5. David Bowie – Blackstar
Çok fazla iyi albümün yanında, çok da fazla kötü haber aldığımız bir yıl olan 2016’nın benim için en kötü haberlerinden biri DAVID BOWIE’yi kaybetmekti; ve en iyi albümlerinden biri de ölümünden yalnızca birkaç ay önce çıkan “Blackstar” albümüydü. Yıllarca hep çok, çok iyi eserleri peş peşe dizen BOWIE adeta neyin gelmekte olduğunu bilerek bize kendi swansong’u ile veda etti. “Blackstar”, hem hüznün, hem şımarıklığın, hem neşenin bir arada yaşanabildiği, unutulmayacak bir albüm.
4. Moonsorrow – Jumalten Aika
Kanımca (hafifçe) geriye doğru atılan bir adım olan “Varjoina kuljemme kuolleiden maassa”dan sonra grup yine kendi ortalaması olan o nefis seviyeyi yakaladı bu yıl. Black ve folk unsurları arasındaki dengeyi belki de en iyi kurdukları olan “Jumalten Aika”, MOONSORROW’un yaptığı istisnaısız her iş gibi yılın en iyi eserlerinden biri.
3. Ulcerate – Shrines of Paralysis
Boğucu bir nefretin müziğini yapıyor ULCERATE. Geçtiğimiz yıllarda “Everything is Fire” ve “Destroyers of All”u o kadar çok dinlemiştim bu bunları, özellikle ikincisini, aşabilecekleri fikri dahi çok saçma gelmeye başlamıştı. “Shrines of Paralysis” bunu anlamsız bir akıcılıkla başarıyor. Dinlemesi çok keyifsiz, insana dişlerini gıcırdattıran ama bu kadar çok kendini tekrar tekrar dinleten bir albümle daha karşılaşmamış olabilirim hayatımda. Grup gittikçe metal dünyasının tepesine doğru ilerlemeye devam ediyor.
2. Deathspell Omega – The Synarchy of Molten Bones
Açık konuşayım, ilk dinleyişimde “of bu defa çok karıştırmışlar her şeyi galiba” dedim.
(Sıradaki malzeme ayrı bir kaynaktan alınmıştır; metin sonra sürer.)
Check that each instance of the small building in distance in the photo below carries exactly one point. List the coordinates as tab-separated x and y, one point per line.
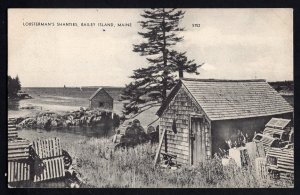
199	115
107	98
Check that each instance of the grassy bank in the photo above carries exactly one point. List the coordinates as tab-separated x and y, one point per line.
100	166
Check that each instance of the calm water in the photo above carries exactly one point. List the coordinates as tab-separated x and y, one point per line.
56	100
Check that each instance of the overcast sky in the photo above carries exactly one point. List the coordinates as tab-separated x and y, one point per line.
233	44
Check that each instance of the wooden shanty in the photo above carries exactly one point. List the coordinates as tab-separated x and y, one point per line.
200	114
107	98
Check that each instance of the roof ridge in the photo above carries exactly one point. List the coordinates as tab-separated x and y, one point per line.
223	80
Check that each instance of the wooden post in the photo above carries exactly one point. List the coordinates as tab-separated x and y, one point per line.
159	147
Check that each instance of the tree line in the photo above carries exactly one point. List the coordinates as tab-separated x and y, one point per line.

Defalarca ve defalarca dinledikten sonra ise gruba karşı zaten var olan hayranlığım artık bambaşka yerlerdeydi. 30 dakika boyunca dinleyiciye bu kadar amansızca saldıran, dinleyeni kan revan içerisinde bırakan ve gücünü yalnız müziğinden değil, sözlerinin de aynı derecedeki yoğunluğundan alan bir başka albüm daha yok metal tarihinde. DEATHSPELL OMEGA gerçekten bambaşka.
1. Vektor – Terminal Redux
Fikirlerimi uzun uzun açıkladım zaten; ama kısaca tekrar belirteyim. “Terminal Redux” inanılmaz bir albüm. Her anı dolu, her anı ustalık kokan, yenilikçi fikirlerin thrash metal gibi sınırları çok belli bir türü bile ne kadar farklılaştırabileceğini apaçık gösteren; fakat bunu asla abartıya kaçıp itici hale getirmeyen muazzam bir eser. Üzerinden zaman geçtikçe ve bu fikirleri sürdürmeye çalışacak başka gruplar ortaya çıktıkça değeri çok daha fazla anlaşılacak, buna pek şüphem yok.